2010年12月20日

◆受刑者に対する選挙権の制限

川原俊明

民主主義国家では、国民の多数意思を反映して国が運営されます。そのためには、国民が、それぞれ1票の平等な投票権を持つことが前提となっています。

最近の高等裁判所で、5倍もの格差ある選挙区での投票は、無効とされた例がありました。
考えてみれば、人それぞれに選挙権があるものの、他人に比べて半分以下の値打ちのない投票権は、その人の人格を半分しか見ない、と言うことと同じです。ましてや、5倍格差は、その投票権者の人格が5分の1、としか評価されていないことと同じです。この事態、明らかに憲法違反です。

もちろん、国の行政の区割りにおいて、完全平等の区割りは困難でしょう。
しかし、選挙区割りを平等に扱う、という配慮は、行政として可能な限り実現すべきです。
 選挙権について、さらに問題があります。

受刑者の選挙権制限です。公職選挙法では、次のようになっています。

第11条 次に掲げる者は、選挙権及び被選挙権を有しない。
1.成年被後見人
2.禁錮以上の刑に処せられその執行を終るまでの者
3.禁錮以上の刑に処せられその執行を受けることがなくなるまでの者(刑の執行猶予中の者を除く。
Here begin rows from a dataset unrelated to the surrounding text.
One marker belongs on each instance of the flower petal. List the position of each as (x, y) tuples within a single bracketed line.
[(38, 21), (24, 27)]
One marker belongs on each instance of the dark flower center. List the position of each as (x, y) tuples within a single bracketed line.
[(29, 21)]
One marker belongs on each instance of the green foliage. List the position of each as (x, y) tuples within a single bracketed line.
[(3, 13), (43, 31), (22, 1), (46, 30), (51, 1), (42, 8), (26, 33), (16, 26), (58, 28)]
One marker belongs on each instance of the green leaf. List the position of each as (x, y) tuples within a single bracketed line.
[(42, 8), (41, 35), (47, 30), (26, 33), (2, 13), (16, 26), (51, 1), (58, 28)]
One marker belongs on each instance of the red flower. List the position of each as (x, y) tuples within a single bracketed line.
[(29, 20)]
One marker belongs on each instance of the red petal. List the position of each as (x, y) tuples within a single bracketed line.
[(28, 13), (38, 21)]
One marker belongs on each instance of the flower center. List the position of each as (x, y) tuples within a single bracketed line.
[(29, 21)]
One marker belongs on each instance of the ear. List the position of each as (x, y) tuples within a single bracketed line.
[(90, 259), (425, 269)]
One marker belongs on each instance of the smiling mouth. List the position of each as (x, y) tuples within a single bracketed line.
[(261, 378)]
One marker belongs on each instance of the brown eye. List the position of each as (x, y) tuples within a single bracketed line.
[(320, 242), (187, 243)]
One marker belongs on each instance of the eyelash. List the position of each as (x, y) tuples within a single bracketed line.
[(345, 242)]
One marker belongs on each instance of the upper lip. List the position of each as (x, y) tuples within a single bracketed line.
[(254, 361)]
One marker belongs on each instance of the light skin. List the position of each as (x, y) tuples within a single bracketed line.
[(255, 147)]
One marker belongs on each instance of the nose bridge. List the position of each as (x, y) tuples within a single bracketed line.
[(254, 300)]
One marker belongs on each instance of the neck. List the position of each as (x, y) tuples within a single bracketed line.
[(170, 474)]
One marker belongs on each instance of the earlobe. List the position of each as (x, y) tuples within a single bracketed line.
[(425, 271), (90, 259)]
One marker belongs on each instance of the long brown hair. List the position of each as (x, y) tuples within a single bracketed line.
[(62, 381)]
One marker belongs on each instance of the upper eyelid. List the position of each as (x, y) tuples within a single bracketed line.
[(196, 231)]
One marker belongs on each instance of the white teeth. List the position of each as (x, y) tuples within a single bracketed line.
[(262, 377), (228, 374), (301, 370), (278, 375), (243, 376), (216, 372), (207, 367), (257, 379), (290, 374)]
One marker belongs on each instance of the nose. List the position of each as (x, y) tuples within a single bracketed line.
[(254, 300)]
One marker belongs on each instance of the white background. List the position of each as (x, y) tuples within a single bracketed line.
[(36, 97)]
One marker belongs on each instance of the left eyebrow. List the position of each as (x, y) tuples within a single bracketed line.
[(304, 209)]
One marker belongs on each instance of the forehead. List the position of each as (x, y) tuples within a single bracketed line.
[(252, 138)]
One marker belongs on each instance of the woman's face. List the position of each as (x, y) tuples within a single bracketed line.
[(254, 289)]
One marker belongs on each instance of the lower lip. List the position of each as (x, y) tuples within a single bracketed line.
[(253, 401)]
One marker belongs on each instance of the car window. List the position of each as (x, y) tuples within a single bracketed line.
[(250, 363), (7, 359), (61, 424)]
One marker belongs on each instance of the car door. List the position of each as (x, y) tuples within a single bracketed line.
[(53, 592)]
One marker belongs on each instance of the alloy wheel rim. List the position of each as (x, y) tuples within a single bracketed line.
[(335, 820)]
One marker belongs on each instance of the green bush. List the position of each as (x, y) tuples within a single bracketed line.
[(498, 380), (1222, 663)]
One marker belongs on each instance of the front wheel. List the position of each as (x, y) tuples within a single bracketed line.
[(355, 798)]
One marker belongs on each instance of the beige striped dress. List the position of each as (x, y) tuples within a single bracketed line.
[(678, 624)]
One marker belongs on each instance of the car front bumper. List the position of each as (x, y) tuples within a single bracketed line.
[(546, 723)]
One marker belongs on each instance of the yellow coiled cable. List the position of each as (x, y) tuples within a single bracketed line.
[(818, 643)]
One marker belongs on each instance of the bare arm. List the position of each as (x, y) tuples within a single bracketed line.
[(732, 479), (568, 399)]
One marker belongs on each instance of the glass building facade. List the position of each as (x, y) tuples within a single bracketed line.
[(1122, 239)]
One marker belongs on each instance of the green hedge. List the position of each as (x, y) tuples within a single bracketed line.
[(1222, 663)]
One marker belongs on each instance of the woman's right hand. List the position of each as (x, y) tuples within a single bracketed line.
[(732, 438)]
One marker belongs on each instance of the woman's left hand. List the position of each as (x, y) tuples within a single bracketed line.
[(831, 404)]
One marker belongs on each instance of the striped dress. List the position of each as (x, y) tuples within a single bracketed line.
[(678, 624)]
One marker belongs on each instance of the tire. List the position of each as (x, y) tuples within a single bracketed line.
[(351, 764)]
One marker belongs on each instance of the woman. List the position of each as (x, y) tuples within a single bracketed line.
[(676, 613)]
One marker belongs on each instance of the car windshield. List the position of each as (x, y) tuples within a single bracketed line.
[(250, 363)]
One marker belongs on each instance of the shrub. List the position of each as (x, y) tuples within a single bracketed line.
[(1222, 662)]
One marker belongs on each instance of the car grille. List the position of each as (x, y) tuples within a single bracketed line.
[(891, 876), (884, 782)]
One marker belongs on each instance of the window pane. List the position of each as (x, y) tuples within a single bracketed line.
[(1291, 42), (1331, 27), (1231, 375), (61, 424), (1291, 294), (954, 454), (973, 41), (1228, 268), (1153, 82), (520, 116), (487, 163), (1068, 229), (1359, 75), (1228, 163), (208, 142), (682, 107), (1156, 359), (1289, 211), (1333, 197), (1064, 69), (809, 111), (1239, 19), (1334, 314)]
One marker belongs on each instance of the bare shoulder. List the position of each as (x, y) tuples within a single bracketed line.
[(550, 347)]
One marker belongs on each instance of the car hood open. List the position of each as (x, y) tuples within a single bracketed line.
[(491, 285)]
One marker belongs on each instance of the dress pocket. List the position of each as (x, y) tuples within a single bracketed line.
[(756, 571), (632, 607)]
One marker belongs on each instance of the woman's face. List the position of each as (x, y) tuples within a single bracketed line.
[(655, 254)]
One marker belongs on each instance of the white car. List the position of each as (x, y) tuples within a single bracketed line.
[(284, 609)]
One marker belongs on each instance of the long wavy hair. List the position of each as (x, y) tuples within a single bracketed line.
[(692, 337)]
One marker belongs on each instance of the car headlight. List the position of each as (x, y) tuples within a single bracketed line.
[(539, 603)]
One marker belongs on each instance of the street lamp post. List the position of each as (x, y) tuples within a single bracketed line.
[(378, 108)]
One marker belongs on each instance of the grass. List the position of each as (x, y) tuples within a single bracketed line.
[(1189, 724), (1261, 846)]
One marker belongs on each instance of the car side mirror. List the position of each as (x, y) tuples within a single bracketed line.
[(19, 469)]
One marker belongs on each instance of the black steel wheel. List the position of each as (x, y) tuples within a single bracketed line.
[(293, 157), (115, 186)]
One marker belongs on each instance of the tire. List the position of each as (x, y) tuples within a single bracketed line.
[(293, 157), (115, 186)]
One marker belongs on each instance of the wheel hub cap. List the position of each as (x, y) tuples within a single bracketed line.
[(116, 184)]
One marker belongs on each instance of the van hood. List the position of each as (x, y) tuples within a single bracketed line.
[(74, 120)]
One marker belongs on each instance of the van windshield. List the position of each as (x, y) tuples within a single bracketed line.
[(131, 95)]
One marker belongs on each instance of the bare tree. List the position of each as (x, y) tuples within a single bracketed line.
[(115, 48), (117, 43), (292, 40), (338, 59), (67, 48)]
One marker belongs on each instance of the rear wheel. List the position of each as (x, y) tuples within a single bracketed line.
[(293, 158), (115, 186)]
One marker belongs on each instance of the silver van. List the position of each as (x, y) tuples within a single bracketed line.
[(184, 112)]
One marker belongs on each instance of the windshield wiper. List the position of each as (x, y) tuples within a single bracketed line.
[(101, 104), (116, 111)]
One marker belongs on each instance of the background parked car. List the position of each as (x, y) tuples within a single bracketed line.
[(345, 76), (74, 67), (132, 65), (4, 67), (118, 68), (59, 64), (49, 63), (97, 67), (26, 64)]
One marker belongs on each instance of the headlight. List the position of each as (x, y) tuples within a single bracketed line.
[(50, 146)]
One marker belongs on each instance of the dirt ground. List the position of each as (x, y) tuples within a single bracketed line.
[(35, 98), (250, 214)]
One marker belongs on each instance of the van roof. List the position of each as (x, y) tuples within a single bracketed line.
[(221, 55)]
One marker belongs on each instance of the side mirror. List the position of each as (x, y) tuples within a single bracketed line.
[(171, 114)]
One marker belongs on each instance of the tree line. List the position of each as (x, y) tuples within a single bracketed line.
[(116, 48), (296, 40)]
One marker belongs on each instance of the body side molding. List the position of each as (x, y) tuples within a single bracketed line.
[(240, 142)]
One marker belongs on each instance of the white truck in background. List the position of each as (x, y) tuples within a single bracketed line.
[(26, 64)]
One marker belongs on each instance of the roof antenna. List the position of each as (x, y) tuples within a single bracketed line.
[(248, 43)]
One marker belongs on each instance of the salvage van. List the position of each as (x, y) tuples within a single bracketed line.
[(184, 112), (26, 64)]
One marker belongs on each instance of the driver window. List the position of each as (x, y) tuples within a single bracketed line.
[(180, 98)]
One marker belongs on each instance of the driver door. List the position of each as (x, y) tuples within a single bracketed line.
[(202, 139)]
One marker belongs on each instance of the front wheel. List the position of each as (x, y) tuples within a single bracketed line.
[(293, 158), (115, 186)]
)

4.公職にある間に犯した刑法(明治40年法律第45号)第197条から第197条の4までの罪 又は公職にある者等のあっせん行為による利得等の処罰に関する法律(平成12年法律第130号)第1条の罪により刑に処せられ、その執行を終わり若しくはその執行の免除を受けた者でその執行を終わり若しくはその執行の免除を受けた日から5年を経過しないもの又はその刑の執行猶予中の者

5.法律で定めるところにより行われる選挙、投票及び国民審査に関する犯罪により禁錮以上の刑に処せられその刑の執行猶予中の者

受刑者が、犯罪者として処罰されるのは当然ですが、必要以上の権利侵害は不要でしよう。窃盗犯が、服役中に選挙権を行使して、何が悪いのでしょうか。

今までの法律は、余りにも形式的すぎます。

犯罪者が、犯した罪の範囲で断罪されるべきは当然です。しかし、全人格の否定は、憲法違反となります。